C++ Logo

sg12

Advanced search

[ub] Is memmove a general way to change the type of memory?

From: Jeffrey Yasskin <jyasskin_at_[hidden]>
Date: Tue, 5 Nov 2013 15:49:16 -0800
Adam (cc'ed) found an interesting result yesterday:

Say we have a region of memory written by an unknown process:
  int* content = new int[sizeof(Foo)/sizeof(int)];
  initialize(tmp);

We want to interpret the bytes in that region of memory as the object
representation of a 'Foo'. We can't just reinterpret_cast them to a
Foo, since then we're violating [basic.lval]. However, we know how to
reinterpret the bytes of a float as the bytes of an int:

  float f = 3.14f;
  uint32_t i;
  static_assert(sizeof(i) == sizeof(f), "...");
  memcpy(&i, &f, sizeof(i));
  use(i); // Unspecified value, but implementations often define it.

So:

  Foo f;
  memcpy(&f, content, sizeof(Foo));
  use(f); // Similar caveat.

We can certainly transform this to:
  char tmp[sizeof(Foo)];
  memcpy(tmp, content, sizeof(Foo));
  memcpy(&f, tmp, sizeof(Foo));
  use(f);

But in between the memcpy()s there, we're no longer using 'content',
so to save memory let's transform that to:

  char tmp[sizeof(Foo)];
  memcpy(tmp, content, sizeof(Foo));
  Foo* foo = reinterpret_cast<Foo*>(content);
  memcpy(foo, tmp, sizeof(Foo));
  use(*foo);

But memmove() is defined as "The memmove function copies n characters
from the object pointed to by s2 into the object pointed to by s1.
Copying takes place as if the n characters from the object pointed to
by s2 are first copied into a temporary array of n characters that does
not overlap the objects pointed to by s1 and s2, and then the n
characters from the temporary array are copied into the object pointed
to by s1." in C99, and C++14 delegates to C99 for memmove()'s
definition. So we can optimize our implementation to:

  Foo* foo = reinterpret_cast<Foo*>(content);
  memmove(foo, content, sizeof(Foo));
  use(*foo);

The type of a variable isn't generally thought to help with aliasing
violations, so we should be fine transforming this to:

  memmove(content, content, sizeof(Foo));
  use(*reinterpret_cast<Foo*>(content));

Leading to the conclusion that memmove() is the explicit way to reset
the type of any block of memory. Clang and gcc successfully optimize
this self-copy away, so it's even a free reinterpretation.

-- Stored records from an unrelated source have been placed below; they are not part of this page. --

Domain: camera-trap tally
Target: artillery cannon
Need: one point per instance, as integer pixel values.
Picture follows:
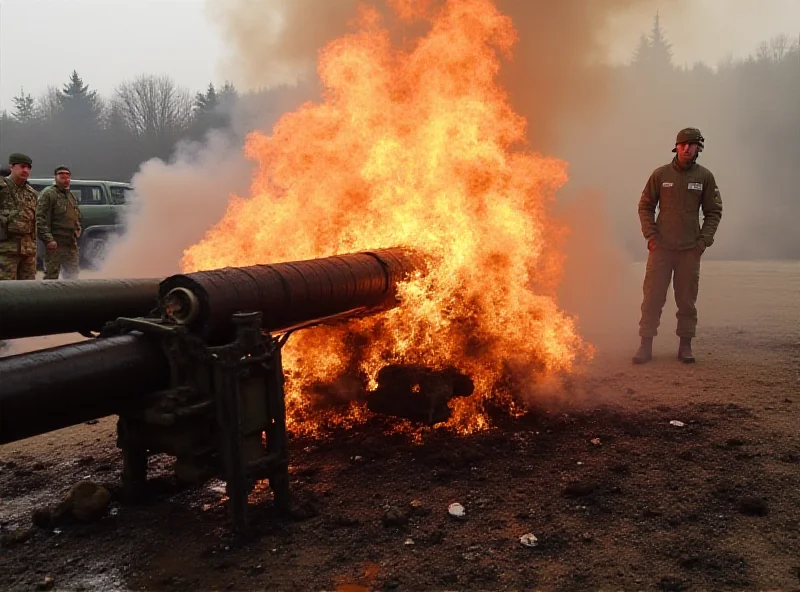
(201, 377)
(31, 308)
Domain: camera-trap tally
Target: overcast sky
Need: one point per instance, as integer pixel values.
(109, 41)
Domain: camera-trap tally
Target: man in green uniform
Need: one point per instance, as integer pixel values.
(58, 226)
(676, 241)
(17, 221)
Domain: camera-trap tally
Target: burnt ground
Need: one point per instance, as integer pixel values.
(710, 504)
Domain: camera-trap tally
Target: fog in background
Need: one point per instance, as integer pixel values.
(610, 109)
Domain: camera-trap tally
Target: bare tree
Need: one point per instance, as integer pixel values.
(780, 45)
(154, 108)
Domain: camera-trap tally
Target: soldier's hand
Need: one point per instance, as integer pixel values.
(700, 248)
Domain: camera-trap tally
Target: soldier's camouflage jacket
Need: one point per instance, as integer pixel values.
(680, 193)
(17, 219)
(57, 216)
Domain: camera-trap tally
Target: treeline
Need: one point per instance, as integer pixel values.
(748, 109)
(110, 137)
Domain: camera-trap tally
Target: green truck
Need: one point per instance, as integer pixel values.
(102, 206)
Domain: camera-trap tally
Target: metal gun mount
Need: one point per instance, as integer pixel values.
(222, 415)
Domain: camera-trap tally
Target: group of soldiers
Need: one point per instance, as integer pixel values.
(53, 217)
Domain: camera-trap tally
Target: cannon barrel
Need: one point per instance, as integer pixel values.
(54, 388)
(32, 308)
(62, 386)
(287, 294)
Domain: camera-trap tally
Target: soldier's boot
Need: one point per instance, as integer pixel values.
(685, 354)
(645, 352)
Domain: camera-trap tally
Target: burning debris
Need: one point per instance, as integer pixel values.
(416, 147)
(418, 393)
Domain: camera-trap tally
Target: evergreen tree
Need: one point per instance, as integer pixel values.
(24, 107)
(80, 107)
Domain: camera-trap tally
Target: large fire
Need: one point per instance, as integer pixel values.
(414, 147)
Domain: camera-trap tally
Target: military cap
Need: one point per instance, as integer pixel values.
(19, 158)
(691, 135)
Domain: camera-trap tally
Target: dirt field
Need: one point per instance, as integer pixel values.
(712, 504)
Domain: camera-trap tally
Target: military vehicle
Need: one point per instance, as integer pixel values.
(102, 205)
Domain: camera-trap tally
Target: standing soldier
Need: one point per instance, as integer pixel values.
(676, 240)
(58, 225)
(17, 221)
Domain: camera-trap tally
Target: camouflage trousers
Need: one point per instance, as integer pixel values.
(63, 257)
(683, 269)
(17, 267)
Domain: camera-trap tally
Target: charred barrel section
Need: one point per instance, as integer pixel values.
(198, 377)
(32, 308)
(287, 294)
(62, 386)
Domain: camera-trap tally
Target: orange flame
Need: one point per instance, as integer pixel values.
(415, 148)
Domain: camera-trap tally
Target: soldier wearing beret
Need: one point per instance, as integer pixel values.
(676, 240)
(17, 221)
(59, 226)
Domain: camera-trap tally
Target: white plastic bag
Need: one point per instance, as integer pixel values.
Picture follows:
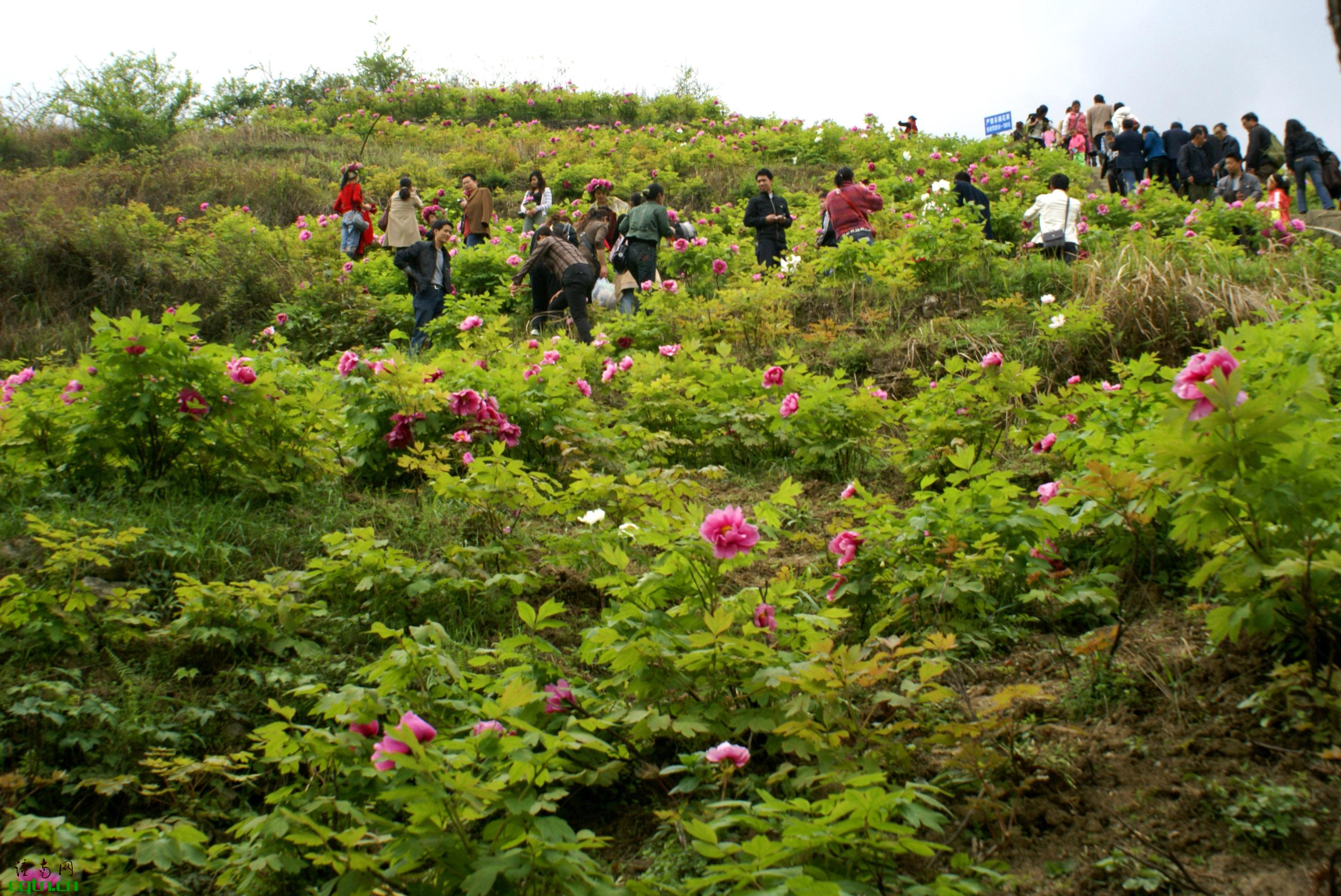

Now, this is a little crazy, and Clang's TBAA annotations on the
program below appear to indicate an aliasing violation, so I'd like to
invite this list to point out where my logic's broken.
Jeffrey

--------

// Compiled with `clang++ -O1 test.cc -o - -S -emit-llvm`

#include <stdio.h>
#include <string.h>

void foo(void* p, size_t len) {
  memmove(p, p, len);
}

__attribute__((noinline)) int convert(float* f) {
  memmove(f, f, sizeof(*f));
  return *reinterpret_cast<int*>(f);
}

int main() {
  float f = 3.14;
  printf("%d\n", convert(&f));
}

Received on 2013-11-06 00:49:39